Así fue como poco a poco, me fui aficionando al mundo del toro, siguiendo la estela de aquellos
“ caballeros “ por cuantos encierros a caballo se corrían por los alrededores.
¡¡ Cómo no admirar aquella elegancia, aquella delicadeza, aquel inconfundible estilo ¡¡
Así que cuanto más me preguntaban, más me reivindicaba.
Fui creciendo y con el tiempo, fui tomando conciencia de aquel arte campero, hasta que un buen
día, tuve la inmensa fortuna de conocer una ganadería de toros bravos, el castillo, la fortaleza, la
alcazaba y ciudadela donde vivían aquellos hombres que, repito, para mí eran gloriosos héroes.
Los caballos galopaban en libertad por verdes valles que surcaban arroyuelos y florecillas de
colores inefables, sin más brida ni montura que su libertad. Junto a ellos las vacas y los becerros con
su desparpajo y su caminar despreocupado, como si fueran los habitantes de la Arcadia en una
escena bucólica, escapada de los relatos más sutiles.
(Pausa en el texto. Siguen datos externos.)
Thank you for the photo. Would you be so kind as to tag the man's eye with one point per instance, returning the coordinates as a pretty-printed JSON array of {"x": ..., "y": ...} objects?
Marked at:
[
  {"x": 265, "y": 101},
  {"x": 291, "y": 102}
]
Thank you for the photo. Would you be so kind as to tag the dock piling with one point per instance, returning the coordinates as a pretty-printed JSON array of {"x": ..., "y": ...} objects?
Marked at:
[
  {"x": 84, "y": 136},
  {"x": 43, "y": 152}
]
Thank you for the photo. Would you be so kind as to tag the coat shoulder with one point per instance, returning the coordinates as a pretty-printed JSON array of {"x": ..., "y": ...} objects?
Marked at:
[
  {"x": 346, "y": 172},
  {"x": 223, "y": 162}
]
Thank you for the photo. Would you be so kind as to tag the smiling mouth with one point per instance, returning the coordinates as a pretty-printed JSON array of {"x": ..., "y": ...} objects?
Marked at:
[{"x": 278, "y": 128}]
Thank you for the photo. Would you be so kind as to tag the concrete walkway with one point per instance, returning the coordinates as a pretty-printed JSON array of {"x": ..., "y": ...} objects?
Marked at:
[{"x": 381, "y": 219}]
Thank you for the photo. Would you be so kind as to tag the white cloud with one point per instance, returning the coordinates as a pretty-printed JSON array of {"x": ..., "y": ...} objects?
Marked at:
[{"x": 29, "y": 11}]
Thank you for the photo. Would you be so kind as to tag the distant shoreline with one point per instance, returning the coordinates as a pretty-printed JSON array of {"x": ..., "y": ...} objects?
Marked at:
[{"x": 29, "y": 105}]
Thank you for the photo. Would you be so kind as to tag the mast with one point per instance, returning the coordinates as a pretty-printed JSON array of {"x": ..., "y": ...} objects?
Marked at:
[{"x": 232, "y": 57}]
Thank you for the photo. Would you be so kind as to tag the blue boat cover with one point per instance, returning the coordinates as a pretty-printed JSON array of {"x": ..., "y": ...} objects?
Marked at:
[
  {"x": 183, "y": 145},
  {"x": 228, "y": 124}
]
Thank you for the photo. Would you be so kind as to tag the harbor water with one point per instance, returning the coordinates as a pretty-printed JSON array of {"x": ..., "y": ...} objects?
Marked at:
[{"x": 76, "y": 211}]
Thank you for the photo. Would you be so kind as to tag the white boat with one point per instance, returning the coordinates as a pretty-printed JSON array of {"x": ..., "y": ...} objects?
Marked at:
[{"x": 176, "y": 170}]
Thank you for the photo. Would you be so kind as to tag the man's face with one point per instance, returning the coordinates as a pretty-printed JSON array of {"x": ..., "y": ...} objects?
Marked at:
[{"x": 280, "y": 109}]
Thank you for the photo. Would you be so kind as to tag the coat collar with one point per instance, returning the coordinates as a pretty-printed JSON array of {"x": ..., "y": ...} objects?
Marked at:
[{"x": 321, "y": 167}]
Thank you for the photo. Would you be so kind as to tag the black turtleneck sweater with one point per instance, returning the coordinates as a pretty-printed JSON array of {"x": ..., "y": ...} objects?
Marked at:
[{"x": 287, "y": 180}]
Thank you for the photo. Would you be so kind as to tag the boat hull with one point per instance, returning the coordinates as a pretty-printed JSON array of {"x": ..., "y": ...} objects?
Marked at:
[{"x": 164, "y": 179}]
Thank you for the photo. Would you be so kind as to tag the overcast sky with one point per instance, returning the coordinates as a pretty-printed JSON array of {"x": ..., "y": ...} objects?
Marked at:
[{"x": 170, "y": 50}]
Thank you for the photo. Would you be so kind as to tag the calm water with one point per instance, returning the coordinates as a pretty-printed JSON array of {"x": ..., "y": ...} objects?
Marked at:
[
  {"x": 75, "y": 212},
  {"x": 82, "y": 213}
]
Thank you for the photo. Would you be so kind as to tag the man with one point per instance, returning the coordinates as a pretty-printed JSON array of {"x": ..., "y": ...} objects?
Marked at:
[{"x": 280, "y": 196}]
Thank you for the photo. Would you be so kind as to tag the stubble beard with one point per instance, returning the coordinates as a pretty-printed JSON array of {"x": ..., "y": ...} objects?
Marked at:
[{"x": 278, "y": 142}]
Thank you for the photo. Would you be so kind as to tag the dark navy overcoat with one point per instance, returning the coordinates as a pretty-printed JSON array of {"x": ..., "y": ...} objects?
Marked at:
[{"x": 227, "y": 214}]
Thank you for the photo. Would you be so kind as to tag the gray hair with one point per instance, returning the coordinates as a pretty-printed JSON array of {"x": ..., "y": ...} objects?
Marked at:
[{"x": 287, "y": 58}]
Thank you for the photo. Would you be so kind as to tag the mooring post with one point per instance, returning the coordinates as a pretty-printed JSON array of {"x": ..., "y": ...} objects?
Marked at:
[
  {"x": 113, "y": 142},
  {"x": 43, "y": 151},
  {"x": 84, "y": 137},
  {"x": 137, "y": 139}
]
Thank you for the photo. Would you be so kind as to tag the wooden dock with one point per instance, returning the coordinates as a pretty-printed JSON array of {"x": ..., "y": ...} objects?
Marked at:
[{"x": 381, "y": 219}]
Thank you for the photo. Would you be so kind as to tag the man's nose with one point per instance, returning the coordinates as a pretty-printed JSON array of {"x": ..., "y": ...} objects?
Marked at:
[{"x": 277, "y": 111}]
Y luego estaba el cercado de los toros como titanes, con sus cuerpos ennegrecidos por la lucha y por
el sol y sus ojos de cristal y sus cuernos afilados apuntando al cielo como los pináculos de una
catedral gótica, porque gótica era la escena. Algunos se enzarzaban en interminables peleas como
colosos fugados de ancestrales ritos, mientras otros simplemente descansaban tumbados al sol,
como si la vida fuera un verde océano de paz.
Confieso que era como si hubiera sido sacado de una película o de las páginas de un libro de la
antigua Grecia. Así que allí me senté a disfrutar de aquel paisaje que llenaba el alma de paz, sólo
con respirar aquel aire fresco y acariciar aquella brisa de ternura y mimo, porque aquello era un
mimo de la naturaleza.
Y luego llegaba el mayoral para que todo estuviera en orden, el pintor de aquel lienzo, porque para
que la paz floreciera, el mayoral y los vaqueros habían dejado atrás la guerra de los encierros para
convertirse en los guardianes de aquel paraíso.
Sin ellos nada de aquello sería posible, ni habitarían aquel jardín del Edén junto al toro, águilas
imperiales en peligro de extinción, linces ibéricos de piel rayada e infinidad de animales que sin la
custodia de aquellos hombres, hace mucho tiempo que habrían dejado de existir.
Porque cuando un solo animal desaparece, con él se va esa fe en que la vida sea posible sin rencores
ni contiendas.
En el invierno, cuando en la estepa salmantina el hielo cubre los campos con su coraza de acero
helada, los mayorales encienden hogueras para que los recién nacidos no mueran de frío; o en el
verano, cuando el implacable sol aprieta en la campiña sevillana, son ellos quienes les acercan el
agua para que los animales refresquen sus hocicos y su sed.
Sin ellos la vida no sería posible.
Así que cuando alguien me pregunta que quiero ser de mayor, siempre contesto lo mismo.